Since the church began Prosper, Flowers says her husband’s blood pressure has been lower. One participant has lost 40 pounds.
Thomas, who lost nearly 70 pounds after being diagnosed as borderline diabetic several years ago, is trying to encourage his congregation to do the same.
“I know it’s hard to lose weight,” he says. “I’ve been through that; I was almost 300 pounds. A lot of times we want to give up. That’s just a lack of faith. God wants us to lead a healthy life.”
Faith has been linked to a number of positive health factors, including lower rates of tobacco and alcohol use. But a study released this spring indicated that young adults who regularly attend religious activities are more prone to obesity in middle age than their nonreligious peers.
While Little points out that “there are plenty of Christians who aren’t fat,” she acknowledges that some churches have been hesitant to discuss their congregation’s diets.
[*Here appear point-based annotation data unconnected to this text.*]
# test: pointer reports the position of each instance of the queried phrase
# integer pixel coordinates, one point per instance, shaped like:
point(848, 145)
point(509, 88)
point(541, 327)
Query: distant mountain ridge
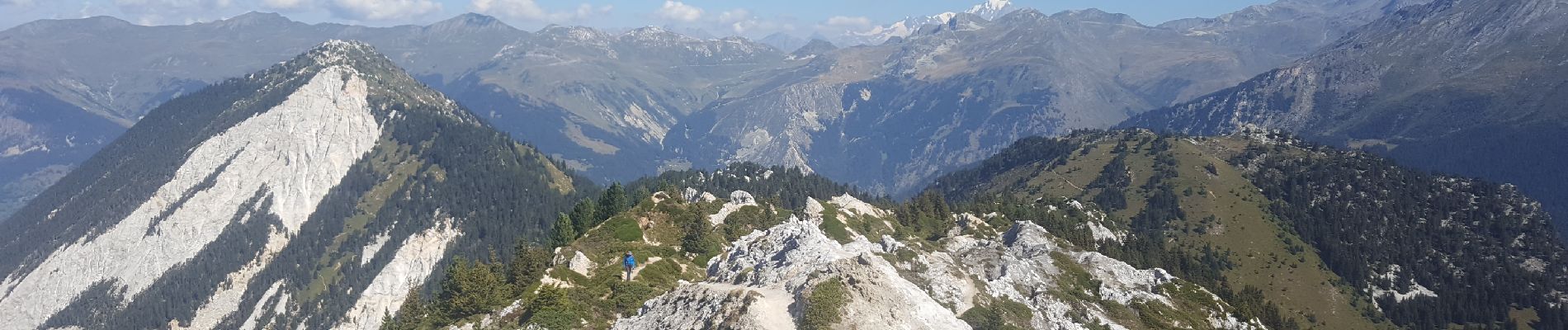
point(1460, 87)
point(621, 105)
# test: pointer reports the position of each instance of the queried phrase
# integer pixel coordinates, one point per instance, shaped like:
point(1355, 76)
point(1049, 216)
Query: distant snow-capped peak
point(991, 8)
point(988, 10)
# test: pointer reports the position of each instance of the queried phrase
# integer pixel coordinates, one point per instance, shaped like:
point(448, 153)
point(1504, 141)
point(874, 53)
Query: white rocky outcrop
point(754, 285)
point(295, 152)
point(408, 270)
point(580, 265)
point(737, 200)
point(761, 279)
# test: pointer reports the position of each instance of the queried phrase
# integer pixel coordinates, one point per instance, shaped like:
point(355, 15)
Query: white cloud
point(170, 12)
point(286, 3)
point(847, 22)
point(531, 10)
point(679, 12)
point(742, 22)
point(383, 10)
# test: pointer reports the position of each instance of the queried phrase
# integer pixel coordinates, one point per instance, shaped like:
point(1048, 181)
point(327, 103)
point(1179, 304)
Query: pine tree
point(612, 202)
point(564, 230)
point(527, 263)
point(583, 216)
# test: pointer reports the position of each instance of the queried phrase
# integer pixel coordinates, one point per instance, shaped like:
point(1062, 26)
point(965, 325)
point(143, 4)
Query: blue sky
point(747, 17)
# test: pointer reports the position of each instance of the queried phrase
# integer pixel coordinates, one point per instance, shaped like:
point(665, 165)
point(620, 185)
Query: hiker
point(631, 263)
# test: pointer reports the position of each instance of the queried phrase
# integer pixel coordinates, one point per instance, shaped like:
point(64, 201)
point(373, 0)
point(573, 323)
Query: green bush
point(1003, 314)
point(662, 272)
point(627, 296)
point(625, 229)
point(825, 305)
point(550, 309)
point(834, 229)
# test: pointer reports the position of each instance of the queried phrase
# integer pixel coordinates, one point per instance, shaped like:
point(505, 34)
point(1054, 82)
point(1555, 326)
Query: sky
point(723, 17)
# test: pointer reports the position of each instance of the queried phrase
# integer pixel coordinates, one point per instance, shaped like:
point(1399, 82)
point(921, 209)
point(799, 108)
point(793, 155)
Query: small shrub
point(625, 229)
point(825, 305)
point(834, 229)
point(627, 296)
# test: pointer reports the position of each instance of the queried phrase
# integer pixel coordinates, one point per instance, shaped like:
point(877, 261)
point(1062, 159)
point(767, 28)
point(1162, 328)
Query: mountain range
point(1470, 88)
point(616, 106)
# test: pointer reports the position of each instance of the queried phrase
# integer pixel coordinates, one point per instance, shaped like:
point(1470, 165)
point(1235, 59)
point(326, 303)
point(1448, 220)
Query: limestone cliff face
point(223, 207)
point(764, 280)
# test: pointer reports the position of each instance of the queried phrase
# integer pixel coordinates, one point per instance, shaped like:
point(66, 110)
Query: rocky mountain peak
point(254, 19)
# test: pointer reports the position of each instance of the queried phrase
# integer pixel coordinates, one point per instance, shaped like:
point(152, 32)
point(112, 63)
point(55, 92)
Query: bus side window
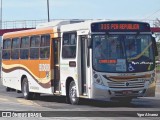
point(6, 49)
point(69, 45)
point(24, 51)
point(15, 48)
point(34, 49)
point(45, 47)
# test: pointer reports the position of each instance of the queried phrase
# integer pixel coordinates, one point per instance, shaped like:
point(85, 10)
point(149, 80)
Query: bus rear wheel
point(74, 100)
point(25, 90)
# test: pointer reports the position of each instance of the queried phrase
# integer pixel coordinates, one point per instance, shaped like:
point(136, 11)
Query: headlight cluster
point(98, 79)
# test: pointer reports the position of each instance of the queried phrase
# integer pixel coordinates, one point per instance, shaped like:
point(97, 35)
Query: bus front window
point(122, 53)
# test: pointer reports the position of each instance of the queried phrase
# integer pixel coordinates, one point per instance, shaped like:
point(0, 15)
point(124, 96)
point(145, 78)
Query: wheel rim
point(72, 93)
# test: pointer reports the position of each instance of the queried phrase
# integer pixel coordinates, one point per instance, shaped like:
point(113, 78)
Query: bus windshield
point(123, 53)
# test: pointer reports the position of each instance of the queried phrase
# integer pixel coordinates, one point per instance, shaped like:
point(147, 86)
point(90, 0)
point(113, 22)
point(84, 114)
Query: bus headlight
point(151, 81)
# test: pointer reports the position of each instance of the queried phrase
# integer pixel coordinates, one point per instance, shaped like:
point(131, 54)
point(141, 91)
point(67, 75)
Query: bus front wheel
point(25, 89)
point(74, 100)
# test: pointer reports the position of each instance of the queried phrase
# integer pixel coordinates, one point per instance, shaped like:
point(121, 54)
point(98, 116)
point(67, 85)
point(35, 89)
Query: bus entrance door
point(83, 63)
point(56, 67)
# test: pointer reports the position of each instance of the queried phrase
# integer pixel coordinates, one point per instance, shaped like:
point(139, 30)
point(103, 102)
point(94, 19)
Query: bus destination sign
point(120, 27)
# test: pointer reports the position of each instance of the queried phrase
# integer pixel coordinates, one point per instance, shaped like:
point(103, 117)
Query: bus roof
point(29, 32)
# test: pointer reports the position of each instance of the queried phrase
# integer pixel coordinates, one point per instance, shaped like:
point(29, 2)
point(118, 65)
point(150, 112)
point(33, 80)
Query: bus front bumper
point(100, 92)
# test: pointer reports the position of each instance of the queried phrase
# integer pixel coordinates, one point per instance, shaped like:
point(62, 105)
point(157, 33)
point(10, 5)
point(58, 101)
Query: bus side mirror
point(89, 43)
point(155, 46)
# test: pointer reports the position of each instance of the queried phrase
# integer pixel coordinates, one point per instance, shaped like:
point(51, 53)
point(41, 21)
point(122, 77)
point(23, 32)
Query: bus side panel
point(10, 73)
point(38, 74)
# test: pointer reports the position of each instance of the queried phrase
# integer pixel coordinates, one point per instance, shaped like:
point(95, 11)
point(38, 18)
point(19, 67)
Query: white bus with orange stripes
point(102, 60)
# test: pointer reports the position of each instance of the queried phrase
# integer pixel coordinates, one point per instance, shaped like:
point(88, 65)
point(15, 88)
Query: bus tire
point(74, 100)
point(25, 90)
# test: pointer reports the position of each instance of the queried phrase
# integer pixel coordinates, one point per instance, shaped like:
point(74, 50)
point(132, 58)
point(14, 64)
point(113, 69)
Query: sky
point(80, 9)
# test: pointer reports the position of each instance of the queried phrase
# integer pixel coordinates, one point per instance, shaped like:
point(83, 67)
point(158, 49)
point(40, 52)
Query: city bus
point(93, 59)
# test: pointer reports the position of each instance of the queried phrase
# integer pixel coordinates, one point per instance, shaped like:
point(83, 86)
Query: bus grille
point(126, 84)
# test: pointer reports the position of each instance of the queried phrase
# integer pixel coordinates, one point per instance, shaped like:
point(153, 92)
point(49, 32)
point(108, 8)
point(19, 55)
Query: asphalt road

“Eating has been one of the more ‘pardonable’ sins than others,” she says. “But it is killing our communities.”
The Bible cautions against gluttony. Readers of Proverbs are warned against the vice at least three times. Chapter 23, verse 20 reads, “Do not join those who drink too much wine or gorge themselves on meat.”
“The Bible says this (body) is God’s temple,” Thomas says. “Sometimes we get a little lax in taking care of our temple.”
Parker has been interested in health maintenance since college. But 15 years ago, he stepped it up a notch, becoming a certified aerobics instructor and personal trainer at the local YMCA. Now, in addition to pastoring Truth Tabernacle, he teaches as many as eight classes a week in step aerobics, kick boxing, Pilates, cycling and weight training.
When he and his wife heard of the Prosper Project, they thought it would complement the emphasis that the church already had begun to place on health.
“We might be spiritual; we might love Jesus, but are we also healthy?” Parker asks. “That’s part of the foundation of the Prosper Project.
“Now people are starting to rethink what they do,” he said. “It’s late, but it’s good that the church is rethinking.”